Cruelty-Free Demands Are Changing The Beauty Game

Around four years ago I went vegan. Not immediately and definitely not without mistakes, but I really wanted to begin living my life with as little animal cruelty as possible. Plus, I just like vegetables. It wasn’t until at least a year into my vegan journey that I began questioning how other aspects of ethics intersect, specifically, how the cosmetics industry treats animals. Now, I won’t get graphic (there’s more than enough grossness on the internet). A 2015 study from the US National Institute of Health shows that animal testing is not nearly as effective as we thought. In the beauty industry, companies are finding closer genetic accuracy using methods of in vitro testing and artificial human skin to test their products, rather than animals. The Human Society estimates there are around 50 scientifically-backed ways of testing these products without the use of animal cruelty. As these methods become more accessible, cruelty-free cosmetics have become more affordable now more than ever. Conscious consumerism has been on the rise for several years now. When shoppers choose to put their money into products that explicitly state a cruelty-free status, companies take note.


blue eyed cat aesthetic
Photo by Florian Olivo from Unsplash

What actually is “cruelty-free”?

First, it’s important to note that the term “cruelty-free” isn’t exactly legally defined as well as it could be. The general definition is that by using the term cruelty-free, it means that this product hasn’t been tested on animals. However, this definition, while seemingly straightforward, actually has loopholes. Take OGX Organix, for example. You’ve probably seen their products in aesthetically pleasing bottles all over your local drugstore. If you look on the back of the bottle, it says “not tested on animals,” which seems great! I bought these products for years thinking it was cruelty-free. Companies that specialize in cruelty-free product analysis say that that statement is misleading. Even though it says it wasn’t tested on animals, a company could be outsourcing to a third-party to do the testing on their behalf. Getting a third-party to test on animals means that the company can still sell their products in locations where animal testing is required by law (such as mainland China), while simultaneously printing a label that says “not tested on animals,” because technically, they didn’t. Sneaky, huh? This is exactly what certain companies will do in order to appeal to the conscious consumer. In order for a company to truly be “cruelty-free,” it must meet certain standards.
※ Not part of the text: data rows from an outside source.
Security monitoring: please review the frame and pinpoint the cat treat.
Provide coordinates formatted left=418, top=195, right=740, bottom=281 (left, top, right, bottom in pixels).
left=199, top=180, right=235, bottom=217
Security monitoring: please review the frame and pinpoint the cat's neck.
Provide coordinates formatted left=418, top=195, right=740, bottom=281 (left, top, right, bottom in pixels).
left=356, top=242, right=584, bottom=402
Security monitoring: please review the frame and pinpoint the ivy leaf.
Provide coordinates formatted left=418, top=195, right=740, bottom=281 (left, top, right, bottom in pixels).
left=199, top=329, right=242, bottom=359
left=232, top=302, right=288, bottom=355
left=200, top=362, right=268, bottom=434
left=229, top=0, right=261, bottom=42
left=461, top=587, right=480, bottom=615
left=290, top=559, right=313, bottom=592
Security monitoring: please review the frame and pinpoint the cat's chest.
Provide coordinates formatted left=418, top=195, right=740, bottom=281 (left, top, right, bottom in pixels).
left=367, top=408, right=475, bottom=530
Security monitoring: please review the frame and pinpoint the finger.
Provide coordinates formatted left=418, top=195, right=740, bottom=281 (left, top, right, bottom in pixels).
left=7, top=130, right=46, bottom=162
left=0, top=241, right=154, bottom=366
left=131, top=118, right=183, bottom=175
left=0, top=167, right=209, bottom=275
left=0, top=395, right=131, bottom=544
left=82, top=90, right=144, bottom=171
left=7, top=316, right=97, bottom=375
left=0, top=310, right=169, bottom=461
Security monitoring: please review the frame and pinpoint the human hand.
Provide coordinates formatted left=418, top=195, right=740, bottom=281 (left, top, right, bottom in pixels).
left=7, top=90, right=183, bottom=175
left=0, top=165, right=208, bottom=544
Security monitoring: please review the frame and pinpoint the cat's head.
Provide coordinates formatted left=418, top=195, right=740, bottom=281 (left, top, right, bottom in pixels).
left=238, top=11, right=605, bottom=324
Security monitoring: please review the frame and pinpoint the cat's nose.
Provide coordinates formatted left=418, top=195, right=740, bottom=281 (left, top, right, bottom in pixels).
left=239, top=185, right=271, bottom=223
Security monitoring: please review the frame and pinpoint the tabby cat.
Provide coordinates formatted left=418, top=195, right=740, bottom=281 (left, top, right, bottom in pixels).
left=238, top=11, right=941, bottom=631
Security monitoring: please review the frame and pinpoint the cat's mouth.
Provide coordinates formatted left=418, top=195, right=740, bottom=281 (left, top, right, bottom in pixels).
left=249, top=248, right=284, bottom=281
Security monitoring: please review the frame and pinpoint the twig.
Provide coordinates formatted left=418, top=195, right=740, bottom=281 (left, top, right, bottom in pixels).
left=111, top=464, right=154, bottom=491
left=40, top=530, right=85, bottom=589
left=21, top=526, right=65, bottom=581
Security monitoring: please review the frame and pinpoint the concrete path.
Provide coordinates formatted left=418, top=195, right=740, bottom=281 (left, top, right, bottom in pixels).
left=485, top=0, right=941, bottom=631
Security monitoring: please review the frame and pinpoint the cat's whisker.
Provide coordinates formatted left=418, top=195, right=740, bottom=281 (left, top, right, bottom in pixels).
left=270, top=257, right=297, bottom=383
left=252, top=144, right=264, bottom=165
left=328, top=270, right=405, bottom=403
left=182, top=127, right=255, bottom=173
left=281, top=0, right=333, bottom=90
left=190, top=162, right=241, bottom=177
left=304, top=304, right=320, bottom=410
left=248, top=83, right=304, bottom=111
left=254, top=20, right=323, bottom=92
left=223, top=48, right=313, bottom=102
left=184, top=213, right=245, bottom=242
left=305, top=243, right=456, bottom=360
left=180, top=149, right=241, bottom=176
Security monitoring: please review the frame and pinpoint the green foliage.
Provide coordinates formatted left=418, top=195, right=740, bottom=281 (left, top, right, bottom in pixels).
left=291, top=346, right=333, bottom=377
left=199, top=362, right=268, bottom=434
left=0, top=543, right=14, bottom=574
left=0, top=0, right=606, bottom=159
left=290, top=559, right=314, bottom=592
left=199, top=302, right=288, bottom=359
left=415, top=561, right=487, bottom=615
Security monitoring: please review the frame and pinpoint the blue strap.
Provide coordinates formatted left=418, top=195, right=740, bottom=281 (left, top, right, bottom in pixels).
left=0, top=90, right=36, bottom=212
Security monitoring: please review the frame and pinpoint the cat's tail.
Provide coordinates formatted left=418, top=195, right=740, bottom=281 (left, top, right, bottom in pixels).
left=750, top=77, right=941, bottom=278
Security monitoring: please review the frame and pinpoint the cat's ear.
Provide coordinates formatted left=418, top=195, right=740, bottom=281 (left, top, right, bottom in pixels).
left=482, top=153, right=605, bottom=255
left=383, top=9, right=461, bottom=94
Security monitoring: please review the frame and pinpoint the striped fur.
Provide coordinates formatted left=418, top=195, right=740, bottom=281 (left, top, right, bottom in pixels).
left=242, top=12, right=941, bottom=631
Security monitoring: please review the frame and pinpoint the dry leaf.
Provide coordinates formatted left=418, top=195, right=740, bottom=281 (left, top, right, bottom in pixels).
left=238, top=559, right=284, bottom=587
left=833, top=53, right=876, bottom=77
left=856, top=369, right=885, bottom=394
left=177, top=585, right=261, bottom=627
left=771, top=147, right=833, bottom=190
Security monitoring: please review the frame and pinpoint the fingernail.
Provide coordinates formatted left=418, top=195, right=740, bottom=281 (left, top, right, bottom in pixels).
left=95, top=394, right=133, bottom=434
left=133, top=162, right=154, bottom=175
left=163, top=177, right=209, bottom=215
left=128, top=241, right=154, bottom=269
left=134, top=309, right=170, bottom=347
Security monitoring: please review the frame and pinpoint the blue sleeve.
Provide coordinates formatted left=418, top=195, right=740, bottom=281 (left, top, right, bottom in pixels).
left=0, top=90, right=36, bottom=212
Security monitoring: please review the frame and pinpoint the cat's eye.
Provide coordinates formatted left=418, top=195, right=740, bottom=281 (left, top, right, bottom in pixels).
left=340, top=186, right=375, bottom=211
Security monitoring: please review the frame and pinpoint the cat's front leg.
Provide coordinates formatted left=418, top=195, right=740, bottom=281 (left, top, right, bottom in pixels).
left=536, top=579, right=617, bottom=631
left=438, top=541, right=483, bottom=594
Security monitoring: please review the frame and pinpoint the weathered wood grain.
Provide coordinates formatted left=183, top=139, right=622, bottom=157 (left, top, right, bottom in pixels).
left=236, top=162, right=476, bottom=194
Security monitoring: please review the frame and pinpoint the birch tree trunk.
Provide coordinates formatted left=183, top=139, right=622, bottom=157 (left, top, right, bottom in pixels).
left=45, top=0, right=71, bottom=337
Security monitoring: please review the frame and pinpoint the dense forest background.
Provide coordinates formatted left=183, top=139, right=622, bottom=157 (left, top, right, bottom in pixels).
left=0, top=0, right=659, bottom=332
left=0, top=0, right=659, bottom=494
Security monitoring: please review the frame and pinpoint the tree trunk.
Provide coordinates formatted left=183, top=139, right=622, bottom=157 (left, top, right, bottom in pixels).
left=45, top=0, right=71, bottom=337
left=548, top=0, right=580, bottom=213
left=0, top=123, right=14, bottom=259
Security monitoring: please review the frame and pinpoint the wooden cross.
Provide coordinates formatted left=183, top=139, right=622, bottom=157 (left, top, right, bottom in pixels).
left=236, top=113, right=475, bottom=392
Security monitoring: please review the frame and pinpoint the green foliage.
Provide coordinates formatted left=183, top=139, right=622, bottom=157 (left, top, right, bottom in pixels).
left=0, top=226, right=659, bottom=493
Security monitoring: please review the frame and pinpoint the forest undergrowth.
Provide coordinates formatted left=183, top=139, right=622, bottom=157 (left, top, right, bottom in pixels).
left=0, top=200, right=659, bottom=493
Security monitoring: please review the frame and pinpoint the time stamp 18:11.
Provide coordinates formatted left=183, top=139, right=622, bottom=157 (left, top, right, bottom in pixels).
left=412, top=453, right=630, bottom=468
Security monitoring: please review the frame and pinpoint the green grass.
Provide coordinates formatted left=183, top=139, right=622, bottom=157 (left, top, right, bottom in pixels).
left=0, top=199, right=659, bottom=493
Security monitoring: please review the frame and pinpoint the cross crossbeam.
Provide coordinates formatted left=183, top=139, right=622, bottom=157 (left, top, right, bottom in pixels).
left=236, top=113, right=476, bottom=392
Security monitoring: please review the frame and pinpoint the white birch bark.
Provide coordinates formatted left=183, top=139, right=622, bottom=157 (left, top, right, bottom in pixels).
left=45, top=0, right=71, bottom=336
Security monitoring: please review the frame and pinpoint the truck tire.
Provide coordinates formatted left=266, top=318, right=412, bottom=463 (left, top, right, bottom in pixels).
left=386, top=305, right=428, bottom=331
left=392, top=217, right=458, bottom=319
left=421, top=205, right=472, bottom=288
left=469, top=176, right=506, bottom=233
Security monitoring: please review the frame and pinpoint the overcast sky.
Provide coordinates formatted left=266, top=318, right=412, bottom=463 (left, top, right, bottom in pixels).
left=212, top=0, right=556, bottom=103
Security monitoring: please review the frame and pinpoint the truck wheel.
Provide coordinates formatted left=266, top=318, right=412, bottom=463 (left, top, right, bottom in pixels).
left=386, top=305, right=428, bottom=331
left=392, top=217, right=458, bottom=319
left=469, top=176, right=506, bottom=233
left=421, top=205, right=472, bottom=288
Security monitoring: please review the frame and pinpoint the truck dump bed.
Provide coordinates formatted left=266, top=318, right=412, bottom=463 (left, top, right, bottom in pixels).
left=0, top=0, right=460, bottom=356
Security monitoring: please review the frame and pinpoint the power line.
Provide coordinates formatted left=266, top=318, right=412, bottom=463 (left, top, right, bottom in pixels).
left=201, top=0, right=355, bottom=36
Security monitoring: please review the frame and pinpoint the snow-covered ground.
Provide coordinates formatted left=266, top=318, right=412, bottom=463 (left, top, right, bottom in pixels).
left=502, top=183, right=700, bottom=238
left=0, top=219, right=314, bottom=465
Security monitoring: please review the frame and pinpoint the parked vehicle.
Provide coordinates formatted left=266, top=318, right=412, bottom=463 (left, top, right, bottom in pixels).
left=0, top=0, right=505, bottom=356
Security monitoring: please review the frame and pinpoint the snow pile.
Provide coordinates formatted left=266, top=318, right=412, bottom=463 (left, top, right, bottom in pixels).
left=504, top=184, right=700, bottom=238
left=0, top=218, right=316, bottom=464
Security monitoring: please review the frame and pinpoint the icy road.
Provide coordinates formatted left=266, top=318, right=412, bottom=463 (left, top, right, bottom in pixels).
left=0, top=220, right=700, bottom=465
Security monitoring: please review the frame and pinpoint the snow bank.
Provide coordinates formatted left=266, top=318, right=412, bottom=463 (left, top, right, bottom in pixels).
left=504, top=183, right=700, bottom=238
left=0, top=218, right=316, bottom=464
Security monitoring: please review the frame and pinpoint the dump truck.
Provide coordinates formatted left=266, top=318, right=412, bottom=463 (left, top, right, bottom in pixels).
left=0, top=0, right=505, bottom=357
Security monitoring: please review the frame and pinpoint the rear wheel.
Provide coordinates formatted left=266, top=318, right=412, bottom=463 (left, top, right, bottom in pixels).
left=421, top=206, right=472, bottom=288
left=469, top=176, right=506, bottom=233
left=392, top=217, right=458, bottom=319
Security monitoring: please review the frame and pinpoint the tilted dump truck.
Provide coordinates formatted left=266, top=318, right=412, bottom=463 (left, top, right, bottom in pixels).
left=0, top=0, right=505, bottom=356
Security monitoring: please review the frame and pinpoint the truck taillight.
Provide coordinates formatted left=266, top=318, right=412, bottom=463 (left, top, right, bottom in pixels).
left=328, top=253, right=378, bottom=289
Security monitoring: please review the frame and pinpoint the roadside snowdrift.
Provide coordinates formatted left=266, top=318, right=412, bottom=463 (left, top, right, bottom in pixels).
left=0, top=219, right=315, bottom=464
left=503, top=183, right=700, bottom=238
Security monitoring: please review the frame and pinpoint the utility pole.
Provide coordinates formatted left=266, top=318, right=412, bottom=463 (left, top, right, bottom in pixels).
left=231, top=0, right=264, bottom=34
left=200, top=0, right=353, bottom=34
Organizations like The Leaping Bunny, Choose Cruelty-Free, PETA and The Vegan Society all perform rigorous checks on cosmetics companies to ensure a cruelty-free certification. If the company does not test on animals during any part of the process, nor do they outsource to a third-party or don’t sell their products in places where animal testing is required by law, the company puts the testing organization’s logo on the pack of their product. Ever seen a label with a cute bunny? That’s probably The Leaping Bunny! It’s immediately recognizable. 


Facial oil with rose petals
Photo by Karolina Grabowska from Pexels

Affordability means accessibility

If you’re anything like me, you find Sephora to be overwhelming. I’m looking more towards the price tag than the brand. It used to be impossible to find certified cruelty-free products in the drugstore. Cruelty-free used to be a hurdle that only the wealthy could leap over. Over the last decade, consumer demands have been pushing for more ethically-sound business. In 2004, the EU banned any form of animal testing on cosmetics throughout the entire continent. In 2013, they took it one step further, banning the import of any products tested on animals. This only happened because voters and consumers saw cruelty in the industry and demanded change from their legislators. CoverGirl announcing its cruelty-free status in 2018 was a huge milestone, and other brands took notice. By announcing that it had ceased all animal testing around the world, it sent two huge messages. First, that consumer consciousness is very real and will put their money where their mouth is. Secondly, that being cruelty-free doesn’t have to come with the huge price markup that we’re used to from luxury brands. Soon after, Dove became certified cruelty-free, too. Other drugstore favourites like Pacifica, NYX, Garnier, GOSH, Makeup Revolution, Milani, Annabelle, Shea Moisture, and St. Ive’s also have earned cruelty-free certification while keeping their staple affordability. 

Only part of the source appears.